En débouchant dans la rue Saint-Gilles, nous marchâmes en file indienne, dans l’ombre, rasant les murs, afin de nous dissimuler l’un derrière l’autre. Tout en allongeant le pas, Pélissard nous faisait part de ses craintes.

— La police va peut-être nous donner la chasse, disait-il. Nous ne ferions pas mal, je crois, de hâter le pas… de courir même.

— Allons donc ! Ces messieurs de la police ne sont pas aussi dévoués que ce que tu crois, lui dis-je, plein d’optimisme à ce sujet. Lorsqu’ils auront constatés l’effraction ils retourneront chez eux, impatients de se recoucher. Puis demain matin, ils continueront leur enquête.

— Au fond, c’est ainsi qu’ils procèdent la plupart du temps. Et, nous n’aurions pas de chance s’ils nous poursuivaient à travers la campagne.

— N’aie pas peur, mon bon ! Ils n’oseront pas s’y aventurer… Et, à te dire vrai, à leur place j’agirais de même. Du reste ce n’est pas la première fois que pareille histoire m’arrive, mais au moins la dixième ; eh bien, je puis t’assurer qu’il ne m’est rien arrivé de fâcheux.

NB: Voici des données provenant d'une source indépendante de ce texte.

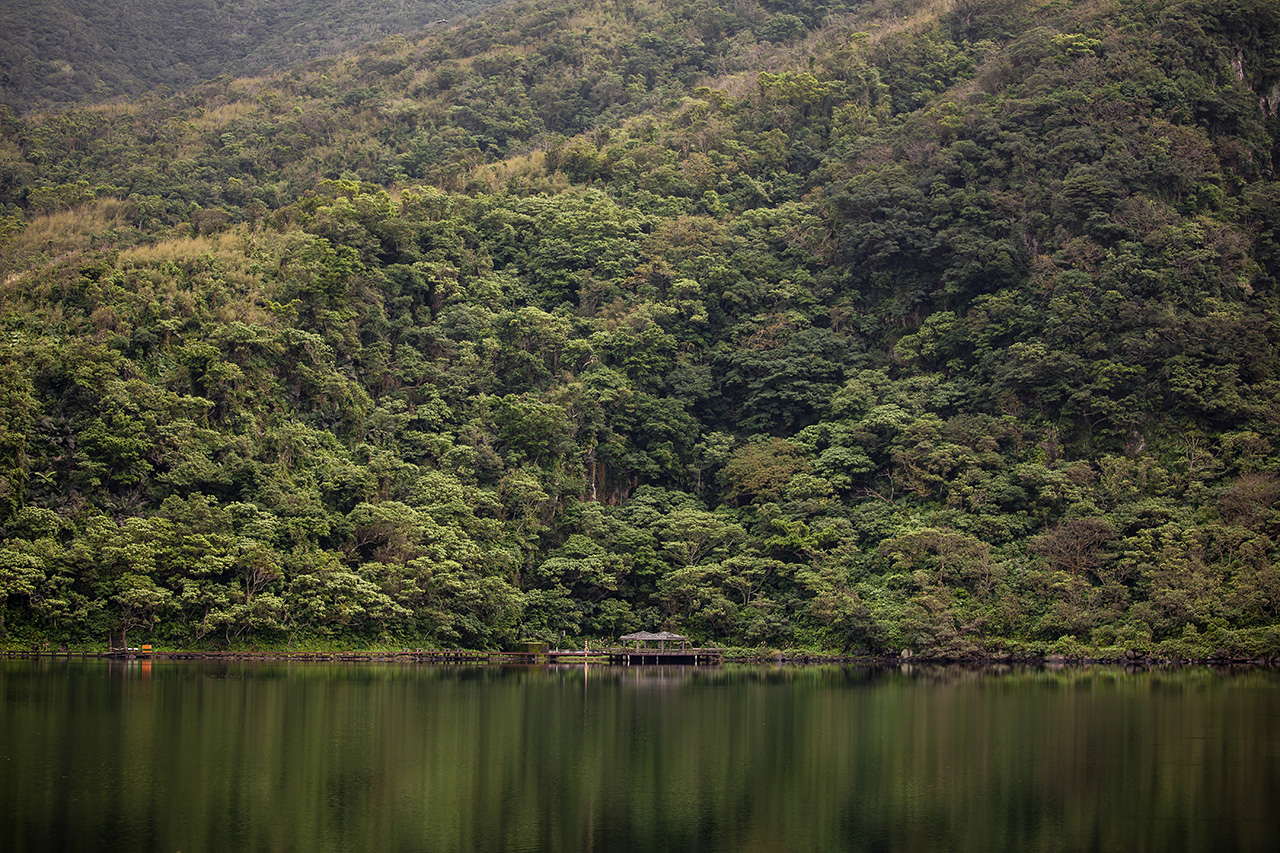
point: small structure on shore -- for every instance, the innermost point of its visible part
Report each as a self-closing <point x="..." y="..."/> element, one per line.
<point x="661" y="637"/>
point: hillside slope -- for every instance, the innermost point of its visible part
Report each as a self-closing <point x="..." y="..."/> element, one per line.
<point x="938" y="325"/>
<point x="65" y="51"/>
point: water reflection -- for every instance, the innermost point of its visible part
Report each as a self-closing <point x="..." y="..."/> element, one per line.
<point x="132" y="755"/>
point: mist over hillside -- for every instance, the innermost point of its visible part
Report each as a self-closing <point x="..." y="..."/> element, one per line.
<point x="63" y="51"/>
<point x="931" y="325"/>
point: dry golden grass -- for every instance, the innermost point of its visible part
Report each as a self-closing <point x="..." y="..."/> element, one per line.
<point x="223" y="115"/>
<point x="68" y="231"/>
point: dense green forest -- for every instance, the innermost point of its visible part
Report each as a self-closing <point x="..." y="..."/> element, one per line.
<point x="60" y="51"/>
<point x="903" y="324"/>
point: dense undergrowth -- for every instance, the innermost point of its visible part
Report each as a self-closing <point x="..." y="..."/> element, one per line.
<point x="933" y="325"/>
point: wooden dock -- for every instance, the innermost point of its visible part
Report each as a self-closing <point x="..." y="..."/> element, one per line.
<point x="439" y="657"/>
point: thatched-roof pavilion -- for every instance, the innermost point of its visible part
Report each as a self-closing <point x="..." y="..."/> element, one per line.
<point x="661" y="637"/>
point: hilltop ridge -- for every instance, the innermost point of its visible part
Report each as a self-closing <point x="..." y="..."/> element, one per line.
<point x="933" y="325"/>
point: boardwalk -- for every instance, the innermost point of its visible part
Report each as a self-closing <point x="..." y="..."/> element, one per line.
<point x="444" y="657"/>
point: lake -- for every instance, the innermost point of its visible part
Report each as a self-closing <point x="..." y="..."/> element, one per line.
<point x="233" y="756"/>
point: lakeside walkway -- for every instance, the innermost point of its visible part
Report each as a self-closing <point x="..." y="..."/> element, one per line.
<point x="612" y="656"/>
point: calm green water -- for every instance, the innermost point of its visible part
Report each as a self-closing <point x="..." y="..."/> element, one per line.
<point x="178" y="756"/>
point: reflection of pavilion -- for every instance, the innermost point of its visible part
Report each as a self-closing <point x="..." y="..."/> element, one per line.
<point x="662" y="655"/>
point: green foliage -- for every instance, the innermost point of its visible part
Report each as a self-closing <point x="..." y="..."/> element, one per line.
<point x="954" y="336"/>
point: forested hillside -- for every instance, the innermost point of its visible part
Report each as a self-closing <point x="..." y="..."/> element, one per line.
<point x="62" y="51"/>
<point x="946" y="327"/>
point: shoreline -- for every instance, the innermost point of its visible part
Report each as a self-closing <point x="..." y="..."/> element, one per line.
<point x="453" y="657"/>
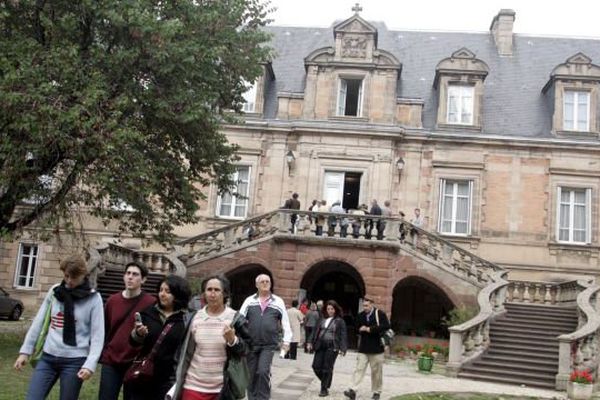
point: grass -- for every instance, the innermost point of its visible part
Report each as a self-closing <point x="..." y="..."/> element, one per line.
<point x="13" y="384"/>
<point x="460" y="396"/>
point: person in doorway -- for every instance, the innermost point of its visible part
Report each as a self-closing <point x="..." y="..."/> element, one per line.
<point x="293" y="204"/>
<point x="296" y="320"/>
<point x="119" y="321"/>
<point x="329" y="339"/>
<point x="417" y="222"/>
<point x="162" y="323"/>
<point x="265" y="313"/>
<point x="75" y="335"/>
<point x="372" y="322"/>
<point x="310" y="322"/>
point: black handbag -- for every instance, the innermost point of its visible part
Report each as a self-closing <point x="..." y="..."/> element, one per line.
<point x="142" y="368"/>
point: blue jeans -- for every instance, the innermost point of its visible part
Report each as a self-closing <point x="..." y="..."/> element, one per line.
<point x="51" y="368"/>
<point x="111" y="380"/>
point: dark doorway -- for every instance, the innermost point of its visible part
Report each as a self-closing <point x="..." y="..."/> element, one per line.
<point x="351" y="190"/>
<point x="243" y="282"/>
<point x="334" y="280"/>
<point x="418" y="307"/>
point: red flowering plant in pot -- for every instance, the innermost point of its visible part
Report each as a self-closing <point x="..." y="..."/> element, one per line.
<point x="581" y="376"/>
<point x="580" y="385"/>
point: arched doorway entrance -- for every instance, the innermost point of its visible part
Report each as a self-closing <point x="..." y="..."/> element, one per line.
<point x="243" y="284"/>
<point x="339" y="281"/>
<point x="418" y="307"/>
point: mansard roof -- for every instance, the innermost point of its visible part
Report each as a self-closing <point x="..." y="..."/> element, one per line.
<point x="513" y="102"/>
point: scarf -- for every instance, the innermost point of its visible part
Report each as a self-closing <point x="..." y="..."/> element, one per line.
<point x="68" y="297"/>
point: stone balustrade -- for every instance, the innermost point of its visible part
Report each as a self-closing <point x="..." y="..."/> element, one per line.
<point x="471" y="338"/>
<point x="339" y="227"/>
<point x="110" y="255"/>
<point x="564" y="293"/>
<point x="581" y="349"/>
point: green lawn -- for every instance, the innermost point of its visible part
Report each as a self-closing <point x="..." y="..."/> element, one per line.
<point x="13" y="384"/>
<point x="460" y="396"/>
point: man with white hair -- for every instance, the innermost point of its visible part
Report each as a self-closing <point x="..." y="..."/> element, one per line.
<point x="265" y="313"/>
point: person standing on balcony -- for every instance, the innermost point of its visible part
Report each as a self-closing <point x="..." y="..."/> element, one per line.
<point x="418" y="222"/>
<point x="119" y="321"/>
<point x="386" y="211"/>
<point x="265" y="313"/>
<point x="293" y="204"/>
<point x="372" y="322"/>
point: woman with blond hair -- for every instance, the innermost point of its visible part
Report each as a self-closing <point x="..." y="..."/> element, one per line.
<point x="75" y="335"/>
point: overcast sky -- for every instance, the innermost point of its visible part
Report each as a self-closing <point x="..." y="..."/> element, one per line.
<point x="551" y="17"/>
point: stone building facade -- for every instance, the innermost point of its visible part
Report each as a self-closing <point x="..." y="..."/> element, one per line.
<point x="493" y="135"/>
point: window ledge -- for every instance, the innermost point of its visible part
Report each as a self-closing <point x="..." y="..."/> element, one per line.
<point x="347" y="118"/>
<point x="456" y="127"/>
<point x="556" y="247"/>
<point x="472" y="241"/>
<point x="578" y="134"/>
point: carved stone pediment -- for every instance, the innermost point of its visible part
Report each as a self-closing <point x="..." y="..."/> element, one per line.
<point x="463" y="61"/>
<point x="578" y="67"/>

Accoutumé, familiarisé avec le danger, j’étais un peu trop confiant en mon étoile. Après avoir dépassé la caserne de cavalerie où nous passâmes inaperçus du factionnaire, nous allâmes nous casser le nez devant la guérite de l’octroi. J’aurais voulu l’éviter ; mais il était trop tard ; le préposé nous avait vus. Je crois pouvoir dire, sans me tromper, que ce fut ce fonctionnaire municipal qui, quelques heures après notre passage, nous signala à la police.

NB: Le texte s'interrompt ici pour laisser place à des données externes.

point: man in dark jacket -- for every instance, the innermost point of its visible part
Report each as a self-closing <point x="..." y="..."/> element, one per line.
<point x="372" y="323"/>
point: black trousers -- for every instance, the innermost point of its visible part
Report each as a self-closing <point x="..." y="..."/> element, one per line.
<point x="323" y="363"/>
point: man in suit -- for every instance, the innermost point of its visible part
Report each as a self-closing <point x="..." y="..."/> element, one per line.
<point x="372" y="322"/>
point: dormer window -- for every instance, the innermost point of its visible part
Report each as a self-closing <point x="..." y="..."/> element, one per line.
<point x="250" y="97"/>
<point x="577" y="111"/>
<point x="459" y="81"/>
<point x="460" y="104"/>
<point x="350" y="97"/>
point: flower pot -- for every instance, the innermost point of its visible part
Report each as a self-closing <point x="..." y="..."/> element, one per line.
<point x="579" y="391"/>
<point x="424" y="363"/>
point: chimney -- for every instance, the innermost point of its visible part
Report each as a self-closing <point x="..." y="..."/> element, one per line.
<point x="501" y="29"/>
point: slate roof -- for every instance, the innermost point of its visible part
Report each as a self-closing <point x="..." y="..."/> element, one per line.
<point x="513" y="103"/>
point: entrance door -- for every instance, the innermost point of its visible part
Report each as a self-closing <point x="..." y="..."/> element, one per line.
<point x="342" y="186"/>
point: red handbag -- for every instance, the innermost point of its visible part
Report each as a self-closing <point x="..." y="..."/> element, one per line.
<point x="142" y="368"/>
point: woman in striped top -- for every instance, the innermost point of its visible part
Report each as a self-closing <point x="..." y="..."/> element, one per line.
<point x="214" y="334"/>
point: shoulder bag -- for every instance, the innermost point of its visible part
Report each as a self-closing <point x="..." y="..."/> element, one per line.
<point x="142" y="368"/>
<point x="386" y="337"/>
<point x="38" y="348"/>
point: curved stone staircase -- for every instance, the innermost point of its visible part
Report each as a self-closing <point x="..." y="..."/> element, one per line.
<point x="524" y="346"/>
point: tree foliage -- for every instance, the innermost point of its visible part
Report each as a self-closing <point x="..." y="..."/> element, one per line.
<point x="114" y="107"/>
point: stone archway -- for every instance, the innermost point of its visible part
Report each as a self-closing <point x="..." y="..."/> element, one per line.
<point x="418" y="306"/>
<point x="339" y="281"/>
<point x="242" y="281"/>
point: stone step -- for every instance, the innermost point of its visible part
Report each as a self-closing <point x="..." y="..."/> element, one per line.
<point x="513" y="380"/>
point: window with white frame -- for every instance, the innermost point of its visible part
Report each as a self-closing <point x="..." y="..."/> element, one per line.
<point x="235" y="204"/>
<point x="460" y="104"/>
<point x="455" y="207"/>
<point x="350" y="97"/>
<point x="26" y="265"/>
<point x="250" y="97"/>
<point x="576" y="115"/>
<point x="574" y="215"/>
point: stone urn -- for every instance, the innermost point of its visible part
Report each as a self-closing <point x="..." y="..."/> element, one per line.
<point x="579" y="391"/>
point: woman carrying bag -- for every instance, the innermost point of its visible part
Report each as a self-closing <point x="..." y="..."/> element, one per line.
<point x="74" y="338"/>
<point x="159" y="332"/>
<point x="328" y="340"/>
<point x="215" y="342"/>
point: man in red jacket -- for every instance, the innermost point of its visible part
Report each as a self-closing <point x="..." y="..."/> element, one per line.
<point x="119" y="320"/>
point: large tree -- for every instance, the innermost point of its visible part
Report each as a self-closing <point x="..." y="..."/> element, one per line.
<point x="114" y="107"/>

Arrivés au passage à niveau du chemin de fer d’intérêt local, mes camarades continuèrent d’avancer pendant que je m’arrêtais un instant afin de m’assurer si quelqu’un était à nos trousses. Je ne vis rien. La rue Saint-Gilles était des plus désertes. Rassuré par cet examen, je rejoignis mes amis et nous nous enfonçâmes, au hasard, dans l’obscurité de la route.

La pluie avait cessé de tomber, mais un brouillard des plus denses enveloppait de ténèbres la route et la campagne. Sans les arbres qui étaient échelonnés le long de la route, il nous eût été bien difficile de nous pouvoir guider. De temps en temps, Bour projetait quelques éclairs avec la lampe électrique pour tâcher de découvrir une borne kilométrique.